Suppose I want a computation that evaluates expressions with variables. I would like it to look variables up in the env passed to its runner, and also have some kind of state and a log. I take an algebra, pepper it with RWS and I'm done.

Except that lookup returns Maybe.

So I need a monad stack.

λ type EvalA = MaybeT (RWS () () ()) ()
λ runRWS (runMaybeT (MaybeT (return (Just ())) :: EvalA )) () ()
(Just (),(),())
λ runRWS (runMaybeT (MaybeT (return Nothing) :: EvalA )) () ()
(Nothing,(),())

So far so good. But the type is somewhat messy: a transformer on top of a transformer on top of Identity. Why not flip this.

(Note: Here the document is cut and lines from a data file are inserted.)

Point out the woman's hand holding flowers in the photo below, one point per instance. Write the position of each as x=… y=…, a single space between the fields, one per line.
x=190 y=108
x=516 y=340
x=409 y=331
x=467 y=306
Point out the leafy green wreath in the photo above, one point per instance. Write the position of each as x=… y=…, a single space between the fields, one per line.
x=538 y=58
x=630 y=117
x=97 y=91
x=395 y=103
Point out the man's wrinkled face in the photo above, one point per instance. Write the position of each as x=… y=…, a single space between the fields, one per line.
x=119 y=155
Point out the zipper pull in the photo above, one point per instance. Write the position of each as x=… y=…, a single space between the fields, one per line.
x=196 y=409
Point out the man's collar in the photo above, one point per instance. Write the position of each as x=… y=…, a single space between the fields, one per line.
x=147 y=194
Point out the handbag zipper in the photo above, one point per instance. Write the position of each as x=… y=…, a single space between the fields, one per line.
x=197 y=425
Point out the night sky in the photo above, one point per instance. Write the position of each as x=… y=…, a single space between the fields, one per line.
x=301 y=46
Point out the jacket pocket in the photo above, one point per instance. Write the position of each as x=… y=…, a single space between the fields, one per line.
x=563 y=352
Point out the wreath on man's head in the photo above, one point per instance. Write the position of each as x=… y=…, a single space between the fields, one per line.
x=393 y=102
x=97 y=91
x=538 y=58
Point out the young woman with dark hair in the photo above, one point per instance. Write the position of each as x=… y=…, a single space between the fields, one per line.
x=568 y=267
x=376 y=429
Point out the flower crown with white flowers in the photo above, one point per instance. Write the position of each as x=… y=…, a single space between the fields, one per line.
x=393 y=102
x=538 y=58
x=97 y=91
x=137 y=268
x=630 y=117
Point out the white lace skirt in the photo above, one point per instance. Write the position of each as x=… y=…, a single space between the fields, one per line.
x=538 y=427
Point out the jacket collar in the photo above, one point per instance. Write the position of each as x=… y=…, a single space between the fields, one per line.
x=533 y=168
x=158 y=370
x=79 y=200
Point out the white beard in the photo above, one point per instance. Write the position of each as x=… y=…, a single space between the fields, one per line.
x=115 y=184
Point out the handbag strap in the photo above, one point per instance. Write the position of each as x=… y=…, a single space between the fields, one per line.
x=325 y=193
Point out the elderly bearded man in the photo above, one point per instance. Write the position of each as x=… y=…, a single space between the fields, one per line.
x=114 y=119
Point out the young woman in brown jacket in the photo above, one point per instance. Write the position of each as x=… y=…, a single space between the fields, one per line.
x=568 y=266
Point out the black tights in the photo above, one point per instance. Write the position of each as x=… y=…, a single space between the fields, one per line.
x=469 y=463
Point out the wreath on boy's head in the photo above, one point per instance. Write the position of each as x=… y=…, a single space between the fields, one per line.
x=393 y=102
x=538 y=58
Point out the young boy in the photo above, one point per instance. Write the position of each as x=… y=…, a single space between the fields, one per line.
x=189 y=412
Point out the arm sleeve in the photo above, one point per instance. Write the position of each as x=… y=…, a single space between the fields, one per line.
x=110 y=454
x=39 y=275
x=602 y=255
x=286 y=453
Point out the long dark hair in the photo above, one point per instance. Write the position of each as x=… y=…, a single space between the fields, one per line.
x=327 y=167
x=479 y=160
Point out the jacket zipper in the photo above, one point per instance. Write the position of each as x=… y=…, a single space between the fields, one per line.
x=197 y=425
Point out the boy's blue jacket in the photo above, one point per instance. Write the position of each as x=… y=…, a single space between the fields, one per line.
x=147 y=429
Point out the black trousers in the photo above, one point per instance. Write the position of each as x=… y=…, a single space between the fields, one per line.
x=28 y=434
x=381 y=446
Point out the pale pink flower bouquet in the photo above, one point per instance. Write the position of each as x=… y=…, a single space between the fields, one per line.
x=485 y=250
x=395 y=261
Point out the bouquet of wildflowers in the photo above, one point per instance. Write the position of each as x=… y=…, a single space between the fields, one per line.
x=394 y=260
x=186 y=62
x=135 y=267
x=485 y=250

λ type EvalB = RWST () () () Maybe ()
λ runRWST (return () :: EvalB) () ()
Just ((),(),())
λ runRWST (Nothing :: EvalB) () ()

<interactive>:12:10: error:
    • Couldn't match type ‘Maybe a0’ with ‘RWST () () () Maybe ()’
      Expected type: EvalB
        Actual type: Maybe a0
    ..........
λ -- ...?

Putting aside that having a Nothing plus a log is better than having a Nothing alone, how can I obtain a Nothing from EvalB?

Answer 1

You need to lift, which is the fundamental operation monad transformers support.

ghci> runRWST (lift Nothing) () ()
Nothing

But also be careful doing this kind of swapping. Maybe does not commute with RWS. In fact, it doesn't commute with any of them! For example:

WriterT w Maybe a
  ≃ Maybe (a, w)

but

MaybeT (Writer w a)
  ≃ Writer w (Maybe a)
  ≃ (Maybe a, w)

In the former, with Maybe as the base monad, a Nothing value erases the writer's log -- all you get is failure. In the latter, with Writer as the base, the computation can fail yet still produce a value in the log.

A very good exercise is to do this with each of Reader, Writer, and State, and find a computation that is representable in one of MaybeT m, mT Maybe but not the other.